Because they don’t have the same power draw as other marine magnetometers, they are well suited to AUVs and other low power systems. As AUVs and active towfish house increasingly more instrumentation, the low hotel load from the RM Hypermag conserves valuable power and enables easy integration into the vehicle systems.

Other options include a single towed body system with an integrated IMU, depth, altitude and USBL responder trigger passthrough for improved positioning at lower costs. When trying to identify magnetic seafloor objects the absolute sensitivity of a magnetometer is not the only important measure. Having vector and gradient information potentially allows for better discrimination of objects such as UXO, cables or pipelines.
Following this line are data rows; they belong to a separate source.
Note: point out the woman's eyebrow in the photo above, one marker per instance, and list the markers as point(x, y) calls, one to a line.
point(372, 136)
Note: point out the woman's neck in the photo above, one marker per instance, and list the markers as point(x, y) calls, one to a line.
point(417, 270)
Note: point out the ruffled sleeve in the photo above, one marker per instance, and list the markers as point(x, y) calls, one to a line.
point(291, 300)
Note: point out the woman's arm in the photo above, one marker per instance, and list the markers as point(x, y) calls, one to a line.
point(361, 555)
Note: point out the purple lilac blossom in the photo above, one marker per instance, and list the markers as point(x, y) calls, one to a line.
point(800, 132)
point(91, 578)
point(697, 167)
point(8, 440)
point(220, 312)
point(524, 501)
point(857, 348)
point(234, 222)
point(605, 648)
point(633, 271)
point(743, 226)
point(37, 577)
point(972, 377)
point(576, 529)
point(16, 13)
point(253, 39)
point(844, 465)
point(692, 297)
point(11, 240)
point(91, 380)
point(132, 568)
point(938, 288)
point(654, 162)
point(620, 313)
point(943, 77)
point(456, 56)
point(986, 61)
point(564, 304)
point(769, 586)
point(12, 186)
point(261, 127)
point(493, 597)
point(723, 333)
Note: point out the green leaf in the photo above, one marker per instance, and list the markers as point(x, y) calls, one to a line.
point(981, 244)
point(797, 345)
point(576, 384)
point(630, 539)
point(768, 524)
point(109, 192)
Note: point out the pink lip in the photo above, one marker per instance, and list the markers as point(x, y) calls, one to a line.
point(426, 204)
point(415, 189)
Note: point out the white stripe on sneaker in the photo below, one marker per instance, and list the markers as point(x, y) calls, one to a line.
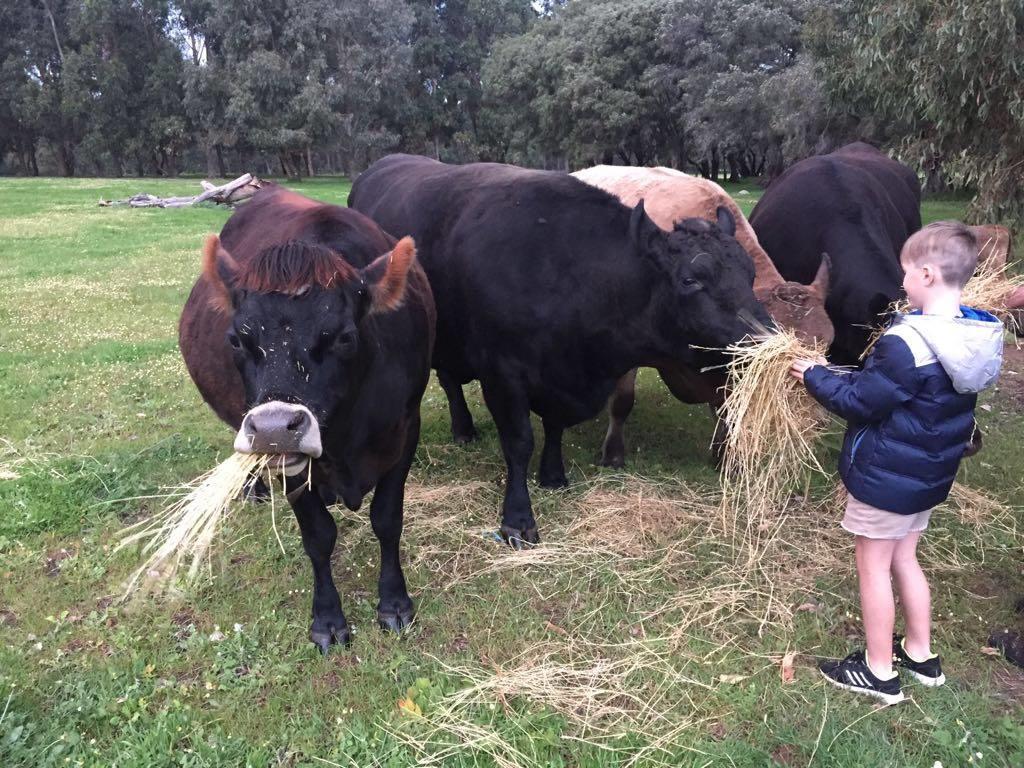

An important consideration is the control and measurement of the sensor position. For example, if a magnetometer array is towed on lines behind an ROTV the magnetometers may fly at different or changing heights so measured magnetic field from the objects of interest will change in magnitude.This can cause errors and artefacts in the data. Operating the RM Hypermag as a strap down instrument on a well-positioned subsea vehicle or towfish and coupling better position control with the additional data from multiple vector and gradient measurements provides excellent target discrimination. It may also allow for wider line spacing.Good data, well controlled, can drive down survey costs while maintaining client confidence that the survey objectives have been met.